I went to a local drug store today in response to a flyer I noticed on line.   There were some good prices on items I use and 50 air miles for spending $50.   I decided this would work for me.  I checked the sale dates and made a list.   At the store, however, it turned out that small limits were imposed on quantity (four or less) and one of the main items I wanted hadn't been received and wasn't available.   I left the store.  For some reason I end up feeling like a sucker after such an incident, not a pleasant feeling.   

When I expressed my frustration to my daughter (the former server) she told me that was why Amazon was so successful (and why she mostly shops there) :   You know what you're getting, you know if it's in stock, the price is usually very good, they deliver to our door.  

I discovered a fruit and vegetable market last week, unfortunately ten kilometres away, but with good prices and quality.   That perked me up.   I guess the moral is to not put up with any guff but keep trying. 

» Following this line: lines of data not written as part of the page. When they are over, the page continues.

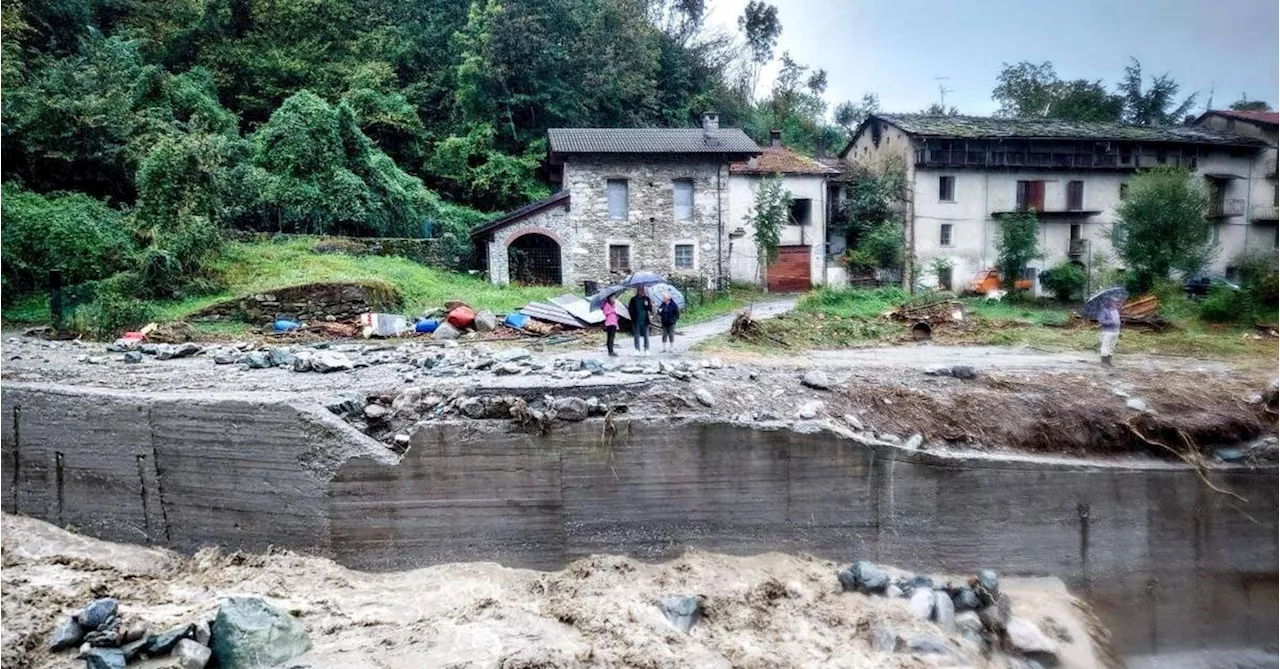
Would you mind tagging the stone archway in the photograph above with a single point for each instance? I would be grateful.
(534, 259)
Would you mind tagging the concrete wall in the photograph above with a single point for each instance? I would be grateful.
(744, 255)
(1169, 563)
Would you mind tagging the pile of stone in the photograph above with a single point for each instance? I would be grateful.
(247, 632)
(976, 610)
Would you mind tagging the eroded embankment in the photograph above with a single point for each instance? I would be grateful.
(1169, 563)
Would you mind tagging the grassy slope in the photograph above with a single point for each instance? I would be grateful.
(264, 266)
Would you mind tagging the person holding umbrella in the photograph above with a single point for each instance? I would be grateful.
(640, 307)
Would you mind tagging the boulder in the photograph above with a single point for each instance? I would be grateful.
(1027, 638)
(485, 321)
(571, 408)
(251, 633)
(191, 655)
(922, 604)
(97, 613)
(104, 659)
(446, 331)
(682, 612)
(705, 397)
(329, 361)
(817, 380)
(65, 636)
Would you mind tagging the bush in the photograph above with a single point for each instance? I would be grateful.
(1066, 282)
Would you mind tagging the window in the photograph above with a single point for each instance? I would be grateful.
(620, 257)
(1074, 196)
(946, 188)
(1031, 195)
(617, 195)
(800, 209)
(684, 195)
(684, 256)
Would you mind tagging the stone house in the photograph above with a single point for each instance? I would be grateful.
(626, 200)
(964, 172)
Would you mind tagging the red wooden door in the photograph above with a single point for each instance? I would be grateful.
(789, 273)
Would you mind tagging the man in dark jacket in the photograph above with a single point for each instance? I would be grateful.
(668, 312)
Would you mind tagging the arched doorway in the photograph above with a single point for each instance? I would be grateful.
(534, 259)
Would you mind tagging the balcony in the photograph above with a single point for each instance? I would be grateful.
(1223, 209)
(1265, 212)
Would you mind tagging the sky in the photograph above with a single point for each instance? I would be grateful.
(904, 50)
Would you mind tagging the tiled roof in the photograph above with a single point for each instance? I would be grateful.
(649, 141)
(780, 160)
(1271, 118)
(992, 128)
(522, 212)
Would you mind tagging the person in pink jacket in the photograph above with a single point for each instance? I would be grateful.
(611, 324)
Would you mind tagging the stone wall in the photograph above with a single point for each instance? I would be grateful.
(650, 229)
(307, 302)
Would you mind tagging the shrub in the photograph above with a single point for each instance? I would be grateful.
(1066, 282)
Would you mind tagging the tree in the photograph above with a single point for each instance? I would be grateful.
(1028, 90)
(767, 216)
(1161, 227)
(759, 24)
(1016, 246)
(1244, 104)
(850, 115)
(1157, 105)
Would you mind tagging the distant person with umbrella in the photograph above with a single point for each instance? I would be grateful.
(668, 312)
(640, 307)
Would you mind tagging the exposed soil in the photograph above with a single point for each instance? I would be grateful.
(769, 610)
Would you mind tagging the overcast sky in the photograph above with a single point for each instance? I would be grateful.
(899, 47)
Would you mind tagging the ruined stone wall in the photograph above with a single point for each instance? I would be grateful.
(650, 229)
(1169, 563)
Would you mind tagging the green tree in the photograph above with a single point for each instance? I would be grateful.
(1016, 246)
(1161, 227)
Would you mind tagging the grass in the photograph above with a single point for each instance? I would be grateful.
(248, 267)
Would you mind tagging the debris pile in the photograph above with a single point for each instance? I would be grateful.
(247, 632)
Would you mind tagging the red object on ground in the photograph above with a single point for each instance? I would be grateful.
(462, 317)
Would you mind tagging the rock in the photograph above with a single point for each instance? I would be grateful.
(571, 408)
(705, 397)
(512, 354)
(104, 659)
(280, 356)
(944, 612)
(885, 640)
(329, 361)
(164, 642)
(922, 603)
(817, 380)
(472, 407)
(682, 613)
(485, 321)
(97, 613)
(256, 360)
(248, 633)
(191, 655)
(67, 636)
(927, 645)
(1027, 638)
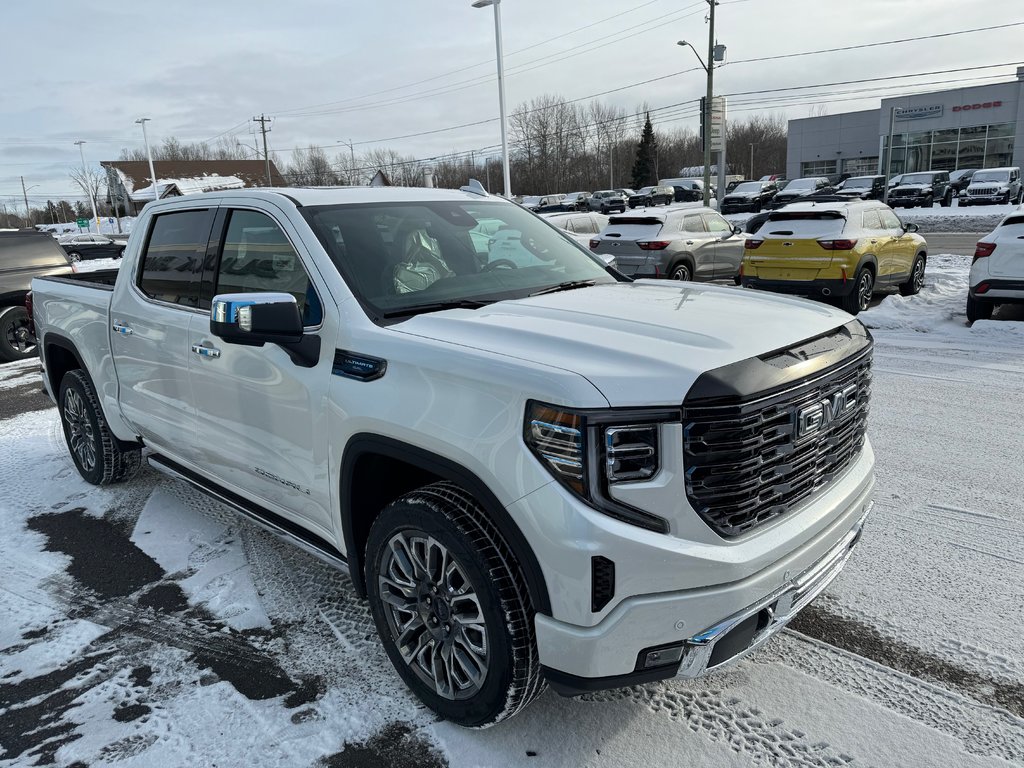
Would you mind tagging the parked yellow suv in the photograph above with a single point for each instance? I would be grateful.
(837, 251)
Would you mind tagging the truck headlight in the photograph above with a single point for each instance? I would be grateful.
(589, 452)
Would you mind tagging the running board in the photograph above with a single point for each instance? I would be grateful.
(266, 519)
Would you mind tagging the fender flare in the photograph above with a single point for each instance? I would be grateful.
(365, 443)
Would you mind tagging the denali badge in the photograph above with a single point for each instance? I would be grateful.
(819, 415)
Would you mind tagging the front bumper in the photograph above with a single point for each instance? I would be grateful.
(810, 288)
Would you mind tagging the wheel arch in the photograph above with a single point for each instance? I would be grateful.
(369, 482)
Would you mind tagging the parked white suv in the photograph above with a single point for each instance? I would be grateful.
(997, 271)
(996, 185)
(537, 470)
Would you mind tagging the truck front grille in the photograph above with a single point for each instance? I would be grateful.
(744, 462)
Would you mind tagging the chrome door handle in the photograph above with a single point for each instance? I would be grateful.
(205, 351)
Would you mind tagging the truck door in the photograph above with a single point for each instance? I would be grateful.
(150, 316)
(261, 415)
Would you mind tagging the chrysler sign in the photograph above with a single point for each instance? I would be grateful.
(915, 113)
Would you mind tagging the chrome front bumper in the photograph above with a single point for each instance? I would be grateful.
(771, 613)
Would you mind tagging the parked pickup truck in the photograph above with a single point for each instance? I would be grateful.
(537, 472)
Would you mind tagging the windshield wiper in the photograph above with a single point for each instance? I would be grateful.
(567, 286)
(436, 306)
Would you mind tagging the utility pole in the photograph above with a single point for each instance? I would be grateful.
(889, 154)
(28, 211)
(263, 120)
(709, 101)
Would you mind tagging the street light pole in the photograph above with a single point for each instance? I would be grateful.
(501, 90)
(148, 155)
(85, 179)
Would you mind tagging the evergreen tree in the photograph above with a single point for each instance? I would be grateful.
(643, 167)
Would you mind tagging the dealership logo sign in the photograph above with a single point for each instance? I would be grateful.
(915, 113)
(982, 105)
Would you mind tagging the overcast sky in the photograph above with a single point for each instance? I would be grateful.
(323, 68)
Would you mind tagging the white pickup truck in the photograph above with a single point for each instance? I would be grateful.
(538, 471)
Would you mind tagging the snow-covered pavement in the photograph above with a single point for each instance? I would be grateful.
(143, 625)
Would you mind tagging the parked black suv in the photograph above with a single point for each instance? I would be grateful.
(24, 255)
(801, 187)
(922, 189)
(749, 196)
(862, 187)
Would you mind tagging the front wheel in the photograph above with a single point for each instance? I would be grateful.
(452, 607)
(681, 271)
(978, 309)
(916, 280)
(859, 298)
(100, 459)
(15, 341)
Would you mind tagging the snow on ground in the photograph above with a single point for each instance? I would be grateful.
(144, 625)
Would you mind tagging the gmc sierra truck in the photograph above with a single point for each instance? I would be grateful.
(537, 471)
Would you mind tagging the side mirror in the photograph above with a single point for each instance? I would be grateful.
(255, 318)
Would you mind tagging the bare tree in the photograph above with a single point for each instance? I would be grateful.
(89, 179)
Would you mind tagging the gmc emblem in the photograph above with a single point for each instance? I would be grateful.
(820, 415)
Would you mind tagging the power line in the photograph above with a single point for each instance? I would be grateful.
(875, 45)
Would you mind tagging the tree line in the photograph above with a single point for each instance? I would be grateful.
(555, 145)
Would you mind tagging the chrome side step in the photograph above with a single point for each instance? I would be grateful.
(264, 518)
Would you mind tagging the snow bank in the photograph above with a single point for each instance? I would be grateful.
(940, 307)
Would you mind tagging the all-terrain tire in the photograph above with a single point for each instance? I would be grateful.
(916, 280)
(14, 344)
(977, 309)
(99, 457)
(444, 517)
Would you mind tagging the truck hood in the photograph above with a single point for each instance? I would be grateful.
(641, 343)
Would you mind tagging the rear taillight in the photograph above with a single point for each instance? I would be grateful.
(838, 245)
(28, 308)
(983, 250)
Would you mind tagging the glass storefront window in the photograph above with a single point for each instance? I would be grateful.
(998, 153)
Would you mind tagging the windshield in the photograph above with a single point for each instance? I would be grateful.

Wednesday, 1 February 2017

New doesn't equal better

Do you ever hear senior relatives lament that things were made better in the 'old days'?   Do you have low expectations for the lifespan of products you purchase?   It's true and it's all by design.   Why would a manufacturer want to make a product that only needed to be purchased once  every twenty years or so?    Wouldn't it be so much better if you needed to re-buy every two years or stretch it to every five years.   The company's bottom line would improve.    Many of these products are made in locations that give less consideration to quality, value and even working conditions and product safety.    It's only about price the day you buy it.  

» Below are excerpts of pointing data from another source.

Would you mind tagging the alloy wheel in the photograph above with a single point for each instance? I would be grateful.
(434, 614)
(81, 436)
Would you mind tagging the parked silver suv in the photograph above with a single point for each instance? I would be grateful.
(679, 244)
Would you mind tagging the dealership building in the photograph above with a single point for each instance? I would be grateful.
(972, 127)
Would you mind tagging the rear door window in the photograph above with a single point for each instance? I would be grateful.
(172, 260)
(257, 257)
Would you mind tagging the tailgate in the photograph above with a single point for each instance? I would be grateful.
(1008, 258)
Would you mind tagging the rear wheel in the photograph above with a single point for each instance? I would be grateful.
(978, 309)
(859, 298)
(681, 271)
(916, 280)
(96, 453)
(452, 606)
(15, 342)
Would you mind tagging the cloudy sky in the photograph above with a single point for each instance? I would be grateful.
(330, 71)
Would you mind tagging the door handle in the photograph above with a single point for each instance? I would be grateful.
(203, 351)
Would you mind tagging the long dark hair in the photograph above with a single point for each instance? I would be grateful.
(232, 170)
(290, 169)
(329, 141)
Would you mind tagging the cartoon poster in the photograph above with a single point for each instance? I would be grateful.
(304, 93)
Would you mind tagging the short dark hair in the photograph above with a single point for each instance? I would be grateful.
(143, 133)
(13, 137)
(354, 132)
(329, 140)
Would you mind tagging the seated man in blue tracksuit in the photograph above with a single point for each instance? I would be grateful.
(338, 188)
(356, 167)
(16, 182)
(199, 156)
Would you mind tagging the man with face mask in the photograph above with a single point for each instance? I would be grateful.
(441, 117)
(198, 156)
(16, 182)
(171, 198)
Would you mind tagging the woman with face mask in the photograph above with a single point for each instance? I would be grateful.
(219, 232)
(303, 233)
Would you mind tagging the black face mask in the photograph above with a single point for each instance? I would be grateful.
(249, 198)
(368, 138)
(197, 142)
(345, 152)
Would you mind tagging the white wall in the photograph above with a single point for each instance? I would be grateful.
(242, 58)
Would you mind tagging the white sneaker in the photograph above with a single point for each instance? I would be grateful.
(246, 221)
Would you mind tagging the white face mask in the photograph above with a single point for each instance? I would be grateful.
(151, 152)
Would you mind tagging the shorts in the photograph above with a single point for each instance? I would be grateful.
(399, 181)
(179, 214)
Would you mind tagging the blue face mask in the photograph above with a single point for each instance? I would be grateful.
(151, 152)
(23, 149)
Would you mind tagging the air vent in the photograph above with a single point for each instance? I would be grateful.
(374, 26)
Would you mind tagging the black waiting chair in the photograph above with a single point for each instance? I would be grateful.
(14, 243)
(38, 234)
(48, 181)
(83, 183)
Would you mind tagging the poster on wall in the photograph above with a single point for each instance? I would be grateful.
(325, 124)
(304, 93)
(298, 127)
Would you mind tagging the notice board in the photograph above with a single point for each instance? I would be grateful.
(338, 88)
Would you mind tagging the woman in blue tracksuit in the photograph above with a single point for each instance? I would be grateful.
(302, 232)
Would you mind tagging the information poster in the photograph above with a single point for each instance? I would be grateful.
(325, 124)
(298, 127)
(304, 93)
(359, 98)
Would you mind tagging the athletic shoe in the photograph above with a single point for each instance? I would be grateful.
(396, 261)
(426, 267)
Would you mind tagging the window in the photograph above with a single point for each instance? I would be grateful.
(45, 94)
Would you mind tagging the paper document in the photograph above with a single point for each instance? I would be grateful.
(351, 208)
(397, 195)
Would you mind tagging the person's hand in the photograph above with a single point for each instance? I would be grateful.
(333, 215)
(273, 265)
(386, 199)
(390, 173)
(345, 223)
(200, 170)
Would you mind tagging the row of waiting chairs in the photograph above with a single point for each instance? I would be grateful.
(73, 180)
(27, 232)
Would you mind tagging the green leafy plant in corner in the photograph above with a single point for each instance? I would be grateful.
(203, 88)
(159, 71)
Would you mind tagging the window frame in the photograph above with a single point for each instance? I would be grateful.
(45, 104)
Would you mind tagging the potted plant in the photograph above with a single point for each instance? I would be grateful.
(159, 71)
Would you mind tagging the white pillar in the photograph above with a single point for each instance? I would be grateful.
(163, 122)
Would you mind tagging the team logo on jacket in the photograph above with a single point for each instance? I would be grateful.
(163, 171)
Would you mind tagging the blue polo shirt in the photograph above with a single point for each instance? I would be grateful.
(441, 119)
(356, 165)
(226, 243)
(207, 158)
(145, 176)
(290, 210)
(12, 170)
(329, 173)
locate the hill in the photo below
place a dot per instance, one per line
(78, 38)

But that only works if short term profit is the main motivating factor for the business.   If the bean counters have taken over and short term gain has taken priority over long term reputation, not to mention business success.   Companies that spent a generation or more providing quality products and building their reputation are prime candidates for a buy-out when the owner retires.   The carefully honed product name will last at least a fair number of years before many people realize what has happened.   Kitchen-Aid wasn't the same after Whirlpool took over.   You probably have a lot of examples yourself.

Wedding gifts were meant to last at least until the Silver anniversary (that would be twenty-five years).   Today, all manner of large appliances are considered to have a lifespan of five years at the most and toasters and electric coffee makers come and go every two years or so.   Where I grew up, my neighbourhood  had a small appliance repair shop.   That's right.   You repaired your toaster  so it would last another decade or more.

If an item doesn't break down the company has other alternatives.    For some, a change in design and features can be made so appealing to a significant percentage of people, that replacement of a still working product will be justified.   For the remainder, it is a simple  matter to stop making the necessary components that make the product functional.   I've noticed that regular powdered automatic dishwashing detergent is receiving less and less shelf space, and even that is usually on the bottom row.     This must be how the last hold-outs from dishwashing pods (at triple the cost) are being dealt with.   First the carrot, then the stick.

The trick is to find work arounds or even do withouts for as many items as possible.   Don't be afraid to take offerings from frequent upgraders.    Cultivate an appreciation for 'vintage' items.  (Only don't call them vintage, that's a guaranteed upgrade in price).